Altstadt. Der Begriff des Plagiats ist politisch derzeit etwas belastet - wegen Karl-Theodor zu Guttenberg. Sprechen wir also lieber von einer sprachlichen Anleihe, die Bürgermeister Olaf Scholz (SPD) an seinem ersten Arbeitstag bei seinem Berliner Amtskollegen und Parteifreund Klaus Wowereit machte. "Hier bei Ihnen ist mein erster Auftritt als Bürgermeister - und das ist gut so", sagte Scholz beim Senatsempfang zum 100. Internationalen Frauentag vor rund 500 zumeist weiblichen Gästen im Großen Festsaal des Rathauses und erntete dafür starken Applaus.
Mit der Formel "... und das ist gut so!" hatte Wowereit einst seine Homosexualität öffentlich gemacht und seine Popularität begründet. Scholz betonte gestern in seiner Rede zum Frauentag, wie wichtig ihm die Gleichstellung der Frauen sei. Dass er seine erste Bürgermeisterrede zu diesem Thema halte, sei deswegen auch "Zeichen und Auftrag zugleich für die Arbeit des zukünftigen Senats".
Nicht nur dafür erhielt Scholz kräftigen Beifall der Frauen. Der Bürgermeister erneuerte seine Forderung nach einer Frauenquote in den Aufsichtsräten von Unternehmen und lag damit auf einer Linie mit seinem Publikum. Und Scholz erinnerte an die Mitbegründerin des Frauentages, die Sozialdemokratin Clara Zetkin. "Wenn sie noch lebte, dürfte sie erstaunt sein, was es heute noch alles zu tun gibt", sagte Scholz und sprach damit den engagierten Frauen aus dem Herzen.
Es ist der Zauber des Anfangs: Hunderte von Glückwunsch-E-Mails gingen seit Scholz' Wahl am Montagabend im Rathaus, in der SPD-Zentrale und in seinem Altonaer Abgeordnetenbüro ein. Zeit zum Lesen hatte der Regierungschef noch nicht. Der Morgen des ersten Arbeitstages begann mit einem Hörfunk-Interview. Im Rathaus steckte Scholz zusammen mit seinem Senatskanzlei-Chef Christoph Krupp den Fahrplan der nächsten Tage ab.

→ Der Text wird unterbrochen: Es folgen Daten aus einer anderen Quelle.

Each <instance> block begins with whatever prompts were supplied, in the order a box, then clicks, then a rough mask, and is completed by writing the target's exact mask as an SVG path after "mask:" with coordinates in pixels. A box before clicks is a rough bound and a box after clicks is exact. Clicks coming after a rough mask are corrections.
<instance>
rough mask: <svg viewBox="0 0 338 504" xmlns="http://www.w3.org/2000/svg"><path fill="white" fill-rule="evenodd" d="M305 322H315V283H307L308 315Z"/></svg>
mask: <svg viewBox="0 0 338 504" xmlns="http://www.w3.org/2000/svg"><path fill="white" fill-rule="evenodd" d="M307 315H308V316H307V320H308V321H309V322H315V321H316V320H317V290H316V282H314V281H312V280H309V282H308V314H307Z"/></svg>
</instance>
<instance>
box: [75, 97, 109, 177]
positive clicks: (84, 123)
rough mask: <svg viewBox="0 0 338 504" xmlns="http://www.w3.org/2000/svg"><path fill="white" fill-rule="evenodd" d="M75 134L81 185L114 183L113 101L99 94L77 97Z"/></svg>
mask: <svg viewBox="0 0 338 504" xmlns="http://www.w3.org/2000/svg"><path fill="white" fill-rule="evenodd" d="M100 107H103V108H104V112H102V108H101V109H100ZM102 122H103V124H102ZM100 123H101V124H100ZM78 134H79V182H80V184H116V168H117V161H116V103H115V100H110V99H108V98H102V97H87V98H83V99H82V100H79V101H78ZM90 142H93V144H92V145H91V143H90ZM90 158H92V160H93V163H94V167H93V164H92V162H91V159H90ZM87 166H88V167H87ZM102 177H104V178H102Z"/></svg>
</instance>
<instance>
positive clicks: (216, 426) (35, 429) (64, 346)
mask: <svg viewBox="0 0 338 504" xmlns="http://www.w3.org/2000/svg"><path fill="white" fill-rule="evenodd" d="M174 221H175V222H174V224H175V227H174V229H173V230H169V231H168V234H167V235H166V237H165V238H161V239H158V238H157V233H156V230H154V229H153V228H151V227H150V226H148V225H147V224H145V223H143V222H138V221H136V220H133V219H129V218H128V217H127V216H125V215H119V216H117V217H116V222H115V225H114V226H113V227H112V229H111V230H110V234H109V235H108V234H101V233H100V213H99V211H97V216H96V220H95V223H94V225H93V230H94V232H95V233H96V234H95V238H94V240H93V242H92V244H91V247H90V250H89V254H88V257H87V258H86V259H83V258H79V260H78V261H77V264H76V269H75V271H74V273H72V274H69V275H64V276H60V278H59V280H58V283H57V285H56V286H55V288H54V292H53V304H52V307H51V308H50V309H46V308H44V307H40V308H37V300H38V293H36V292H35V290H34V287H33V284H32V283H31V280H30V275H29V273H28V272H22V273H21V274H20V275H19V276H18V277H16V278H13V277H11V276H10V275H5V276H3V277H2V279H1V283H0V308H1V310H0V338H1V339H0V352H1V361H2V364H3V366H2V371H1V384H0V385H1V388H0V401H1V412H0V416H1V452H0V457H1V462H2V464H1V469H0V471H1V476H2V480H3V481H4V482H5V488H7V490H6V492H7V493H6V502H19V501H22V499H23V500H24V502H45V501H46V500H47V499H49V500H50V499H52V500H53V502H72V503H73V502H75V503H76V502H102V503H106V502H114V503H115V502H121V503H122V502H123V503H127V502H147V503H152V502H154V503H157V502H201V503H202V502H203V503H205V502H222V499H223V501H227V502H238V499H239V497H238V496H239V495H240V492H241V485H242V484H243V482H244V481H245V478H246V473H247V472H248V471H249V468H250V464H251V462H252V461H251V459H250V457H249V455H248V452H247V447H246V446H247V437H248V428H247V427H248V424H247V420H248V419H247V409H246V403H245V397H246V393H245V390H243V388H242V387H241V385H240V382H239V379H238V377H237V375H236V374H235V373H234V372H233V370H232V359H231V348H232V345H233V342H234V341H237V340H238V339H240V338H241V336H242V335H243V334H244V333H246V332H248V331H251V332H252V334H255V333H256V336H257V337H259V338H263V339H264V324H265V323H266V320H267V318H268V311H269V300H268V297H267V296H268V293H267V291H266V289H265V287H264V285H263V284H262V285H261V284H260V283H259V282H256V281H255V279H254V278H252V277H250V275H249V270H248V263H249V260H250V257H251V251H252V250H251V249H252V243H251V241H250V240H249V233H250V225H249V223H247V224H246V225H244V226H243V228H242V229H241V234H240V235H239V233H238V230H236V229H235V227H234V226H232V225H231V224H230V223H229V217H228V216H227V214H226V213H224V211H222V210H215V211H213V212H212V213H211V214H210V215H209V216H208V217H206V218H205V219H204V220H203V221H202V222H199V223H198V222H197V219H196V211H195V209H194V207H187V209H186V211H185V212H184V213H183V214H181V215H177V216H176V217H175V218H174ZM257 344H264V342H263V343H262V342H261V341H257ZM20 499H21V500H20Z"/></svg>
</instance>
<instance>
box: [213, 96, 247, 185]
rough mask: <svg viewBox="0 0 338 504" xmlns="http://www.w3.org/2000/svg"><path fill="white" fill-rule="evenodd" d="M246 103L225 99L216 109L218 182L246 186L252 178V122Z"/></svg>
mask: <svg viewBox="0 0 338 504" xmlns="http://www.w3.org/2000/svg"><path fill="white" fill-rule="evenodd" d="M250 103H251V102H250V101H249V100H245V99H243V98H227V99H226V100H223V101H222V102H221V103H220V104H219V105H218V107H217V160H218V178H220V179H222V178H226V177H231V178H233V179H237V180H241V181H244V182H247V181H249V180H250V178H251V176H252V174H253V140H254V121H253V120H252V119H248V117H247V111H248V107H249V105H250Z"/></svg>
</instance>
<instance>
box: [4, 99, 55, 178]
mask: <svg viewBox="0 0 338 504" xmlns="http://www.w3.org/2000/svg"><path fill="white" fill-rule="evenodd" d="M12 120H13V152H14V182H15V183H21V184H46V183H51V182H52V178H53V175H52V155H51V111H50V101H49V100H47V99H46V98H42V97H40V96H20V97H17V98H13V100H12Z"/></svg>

Im Mittelpunkt stehen die Entscheidungen über die Behördenzuschnitte und die Bildung des Senats, dessen Wahl in der Bürgerschaft am 23. März erfolgen soll. Ein klein wenig Geschichte hat der Bürgermeister schon geschrieben: Die wöchentliche Sitzung des Senats am Dienstag fiel gestern aus - mangels Masse. Dieses Treffen ist eigentlich eherner Bestandteil des Regierungsbetriebs. Aber es gibt eben noch keinen Senat, und mit sich selbst mochte Scholz offensichtlich nicht konferieren. Traditionell entfällt die Kabinettssitzung zwischen Weihnachten und Silvester. Rathaus-Insider können sich aber nicht an eine Pause der Senatsberatung in "normalen" Zeiten erinnern. Viel spricht dafür, dass die Sitzung auch kommende Woche ausfallen wird. Statt der Senatslaube stattete Scholz dem Planungsstab einen Besuch ab und erörterte Themen und Projekte.

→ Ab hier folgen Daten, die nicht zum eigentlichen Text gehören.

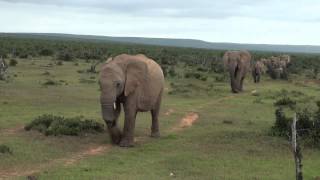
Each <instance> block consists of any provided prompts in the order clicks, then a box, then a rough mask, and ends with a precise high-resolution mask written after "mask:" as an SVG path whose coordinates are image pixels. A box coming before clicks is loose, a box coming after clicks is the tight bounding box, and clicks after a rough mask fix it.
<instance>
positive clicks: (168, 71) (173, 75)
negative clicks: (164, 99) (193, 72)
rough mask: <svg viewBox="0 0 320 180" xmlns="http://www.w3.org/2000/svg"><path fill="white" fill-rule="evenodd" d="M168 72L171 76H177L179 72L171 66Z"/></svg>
mask: <svg viewBox="0 0 320 180" xmlns="http://www.w3.org/2000/svg"><path fill="white" fill-rule="evenodd" d="M168 74H169V76H171V77H175V76H177V73H176V71H175V69H174V67H171V68H170V69H169V71H168Z"/></svg>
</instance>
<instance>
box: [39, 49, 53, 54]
mask: <svg viewBox="0 0 320 180" xmlns="http://www.w3.org/2000/svg"><path fill="white" fill-rule="evenodd" d="M39 54H40V55H41V56H51V55H53V51H52V50H50V49H42V50H41V51H40V52H39Z"/></svg>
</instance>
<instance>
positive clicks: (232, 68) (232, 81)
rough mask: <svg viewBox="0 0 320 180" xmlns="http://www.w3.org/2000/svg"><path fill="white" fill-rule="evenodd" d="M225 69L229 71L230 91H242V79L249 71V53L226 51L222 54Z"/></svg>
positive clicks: (249, 64)
mask: <svg viewBox="0 0 320 180" xmlns="http://www.w3.org/2000/svg"><path fill="white" fill-rule="evenodd" d="M223 62H224V66H225V69H226V70H228V71H229V74H230V82H231V91H232V92H233V93H239V92H241V91H243V80H244V78H245V76H246V74H247V72H248V71H250V66H251V65H250V64H251V54H250V53H249V52H248V51H246V50H243V51H227V52H225V54H224V56H223Z"/></svg>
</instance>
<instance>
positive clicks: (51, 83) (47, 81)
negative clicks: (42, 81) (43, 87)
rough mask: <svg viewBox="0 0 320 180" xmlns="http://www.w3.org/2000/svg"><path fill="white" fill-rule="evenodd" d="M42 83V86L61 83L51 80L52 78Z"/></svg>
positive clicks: (56, 84)
mask: <svg viewBox="0 0 320 180" xmlns="http://www.w3.org/2000/svg"><path fill="white" fill-rule="evenodd" d="M42 85H44V86H58V85H61V83H60V82H57V81H55V80H52V79H47V80H46V81H45V82H44V83H42Z"/></svg>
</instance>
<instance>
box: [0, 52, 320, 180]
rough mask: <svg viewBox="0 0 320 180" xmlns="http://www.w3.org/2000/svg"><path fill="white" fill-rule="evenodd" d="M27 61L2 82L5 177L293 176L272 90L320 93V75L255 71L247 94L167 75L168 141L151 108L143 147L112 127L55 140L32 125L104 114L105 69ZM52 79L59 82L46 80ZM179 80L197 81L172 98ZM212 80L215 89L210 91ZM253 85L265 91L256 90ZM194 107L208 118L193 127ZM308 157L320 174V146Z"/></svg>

Wer glaubt, Scholz hätte nun erst einmal genug vom Wahlkampf, der irrt. Nach dem Auftritt beim Senatsempfang zum Frauentag flog der neue SPD-Hoffnungsträger nach Sachsen-Anhalt, um den dortigen SPD-Spitzenkandidaten Jens Bullerjahn im Landtagswahlkampf zu unterstützen. "Talk mit Olaf Scholz" hieß das Motto des Abends im Hotel Mansfelder Hof in Eisleben.

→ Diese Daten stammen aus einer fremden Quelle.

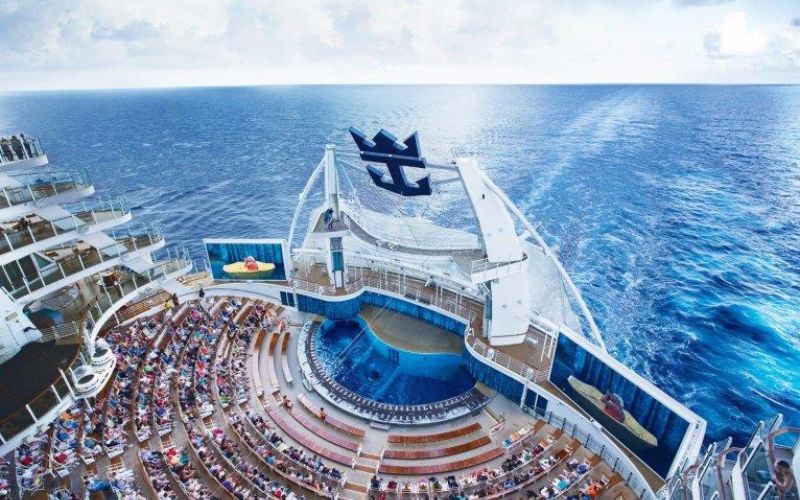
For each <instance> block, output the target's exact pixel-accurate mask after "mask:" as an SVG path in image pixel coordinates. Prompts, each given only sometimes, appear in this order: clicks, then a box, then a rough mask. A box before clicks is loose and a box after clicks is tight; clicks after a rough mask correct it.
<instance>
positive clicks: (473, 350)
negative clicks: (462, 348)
mask: <svg viewBox="0 0 800 500" xmlns="http://www.w3.org/2000/svg"><path fill="white" fill-rule="evenodd" d="M465 342H466V344H467V346H469V347H470V348H471V350H472V351H473V352H475V353H476V354H478V355H479V356H481V357H482V358H484V359H487V360H489V361H492V362H494V363H495V364H498V365H500V366H502V367H503V368H506V369H507V370H510V371H511V372H513V373H515V374H516V375H519V376H520V377H523V378H525V379H527V378H528V377H530V380H531V382H533V383H537V382H542V381H544V380H547V375H548V373H547V371H546V370H540V369H538V368H534V367H532V366H530V365H528V364H527V363H523V362H522V361H520V360H518V359H516V358H513V357H511V356H509V355H508V354H506V353H504V352H502V351H500V350H497V349H493V348H491V347H489V346H488V345H487V344H485V343H484V342H483V341H482V340H480V339H479V338H478V336H477V335H476V334H475V332H474V331H473V330H472V328H469V329H468V332H467V335H466V340H465Z"/></svg>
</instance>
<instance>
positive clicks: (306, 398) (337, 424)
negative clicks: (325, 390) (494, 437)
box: [297, 394, 480, 440]
mask: <svg viewBox="0 0 800 500" xmlns="http://www.w3.org/2000/svg"><path fill="white" fill-rule="evenodd" d="M297 400H298V401H299V402H300V404H301V405H302V406H303V408H305V409H306V410H308V412H309V413H311V414H312V415H316V416H317V418H318V419H319V420H320V421H321V422H322V423H323V424H325V425H327V426H328V427H332V428H334V429H336V430H337V431H339V432H342V433H344V434H347V435H348V436H352V437H355V438H358V439H359V440H361V439H364V436H365V435H366V434H367V431H366V430H364V429H362V428H360V427H356V426H355V425H350V424H348V423H346V422H343V421H341V420H339V419H337V418H335V417H332V416H330V415H326V416H325V418H324V419H322V418H321V417H320V413H319V410H317V409H316V408H315V407H314V405H313V404H312V403H311V400H310V399H308V396H306V395H305V394H298V396H297ZM478 427H480V424H478Z"/></svg>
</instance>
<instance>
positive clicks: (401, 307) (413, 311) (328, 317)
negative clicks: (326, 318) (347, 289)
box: [297, 292, 466, 337]
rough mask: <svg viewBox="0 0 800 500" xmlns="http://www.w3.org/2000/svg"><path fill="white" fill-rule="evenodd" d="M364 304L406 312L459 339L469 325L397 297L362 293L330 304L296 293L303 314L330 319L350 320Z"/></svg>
mask: <svg viewBox="0 0 800 500" xmlns="http://www.w3.org/2000/svg"><path fill="white" fill-rule="evenodd" d="M364 304H369V305H373V306H377V307H383V308H386V309H389V310H390V311H395V312H399V313H403V314H405V315H407V316H411V317H412V318H417V319H421V320H424V321H427V322H428V323H431V324H433V325H436V326H438V327H439V328H442V329H444V330H448V331H451V332H453V333H455V334H457V335H458V336H460V337H463V336H464V329H465V328H466V323H463V322H461V321H458V320H455V319H453V318H451V317H449V316H445V315H443V314H439V313H438V312H436V311H432V310H430V309H428V308H427V307H423V306H420V305H418V304H415V303H413V302H408V301H405V300H400V299H397V298H394V297H387V296H385V295H381V294H378V293H374V292H363V293H362V294H361V295H359V296H358V297H355V298H353V299H348V300H342V301H336V302H329V301H326V300H322V299H317V298H314V297H309V296H307V295H302V294H297V308H298V309H299V310H300V311H303V312H309V313H313V314H319V315H320V316H325V317H326V318H330V319H347V318H352V317H353V316H356V315H357V314H358V313H359V312H361V308H362V306H363V305H364Z"/></svg>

Morgen wird Scholz sein Bundestagsmandat niederlegen. Für Scholz wird der frühere SPD-Landeschef Ingo Egloff in den Bundestag nachrücken. Egloff war 2009 als Direktkandidat im Wahlkreis Wandsbek gescheitert. Egloffs Platz in der Bürgerschaft übernimmt der Student Lars Pochnicht (35).